Because the statute makes it imperative on the attorney general or circuit attorney, under certain circumstances, to exhibit in the Circuit Court an information ex relatione, I *82do not see that it at all follows that he cannot do so ex officio, and I do not believe that the law was meant to limit the jurisdiction of the Circuit Court in the matter. The question has never been directly presented for decision in the Supreme Court; but, in State, ex rel. v. Cape Girardeau Railroad Company, 48 Mo. 468, the circuit attorney ex officio appears to be the relator, and the jurisdiction of the Circuit Court is not questioned at all. The writ of quo warranto had fallen into disuse so long before the time of Coke that he could not determine when the justices in eyre ceased, and with them the writ that was used only during the continuance of that institution; but, long before James I., informations in the nature of quo warranto were in use, and the practice was adopted into this State with the common law of England.

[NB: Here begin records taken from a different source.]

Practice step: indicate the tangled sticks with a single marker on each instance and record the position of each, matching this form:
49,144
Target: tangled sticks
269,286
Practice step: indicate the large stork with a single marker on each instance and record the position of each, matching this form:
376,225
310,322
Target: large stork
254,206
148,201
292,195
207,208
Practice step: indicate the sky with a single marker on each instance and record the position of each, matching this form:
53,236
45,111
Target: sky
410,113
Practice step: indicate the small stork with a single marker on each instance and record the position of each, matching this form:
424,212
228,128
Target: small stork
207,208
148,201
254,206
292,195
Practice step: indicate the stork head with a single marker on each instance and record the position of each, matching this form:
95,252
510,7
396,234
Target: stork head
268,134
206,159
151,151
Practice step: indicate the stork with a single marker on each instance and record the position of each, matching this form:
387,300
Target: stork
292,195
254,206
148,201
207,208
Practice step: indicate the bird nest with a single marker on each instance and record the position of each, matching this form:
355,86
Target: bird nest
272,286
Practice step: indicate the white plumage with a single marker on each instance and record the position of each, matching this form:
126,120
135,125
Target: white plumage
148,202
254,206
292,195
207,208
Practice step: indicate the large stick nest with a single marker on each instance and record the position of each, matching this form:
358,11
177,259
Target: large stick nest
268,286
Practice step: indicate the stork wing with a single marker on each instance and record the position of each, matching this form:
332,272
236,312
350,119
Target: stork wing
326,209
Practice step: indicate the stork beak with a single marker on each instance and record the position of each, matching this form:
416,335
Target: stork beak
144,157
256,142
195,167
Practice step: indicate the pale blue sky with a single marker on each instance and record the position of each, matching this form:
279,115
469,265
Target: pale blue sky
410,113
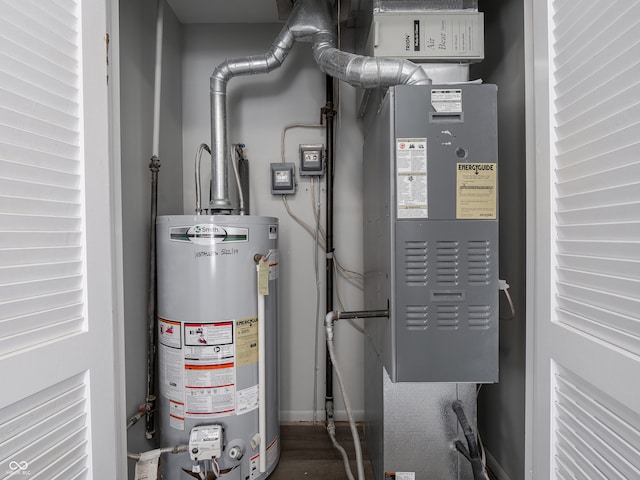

The writ, after the circuits of the justices in eyre ceased (which was at some uncertain period after Richard II., and before the Tudors), became returnable before the King’s Bench and the other courts at Westminster. The statute of Anne (9 Anne, ch. 20) was passed to give the remedy full effect in England, and provides that it shall be lawful for the proper officer, with leave, to exhibit an information quo warranto at the relation of any person desiring it, who shall be named therein and be responsible for costs, etc. I do not think that our statute was any more intended to oust the jurisdiction of the Circuit Court than was the statute of Anne to oust that of the King’s Bench; neither statute confers upon the court its jurisdiction, nor is either statute intended to define or limit it. As the King’s Bench has jurisdiction of an information in the nature of a quo warranto, without other relator than the attorney general, so has our Circuit Court.
But, for the reasons stated above, its judgment in this case should, in my opinion, be reversed and judgment entered for the appellant in this court.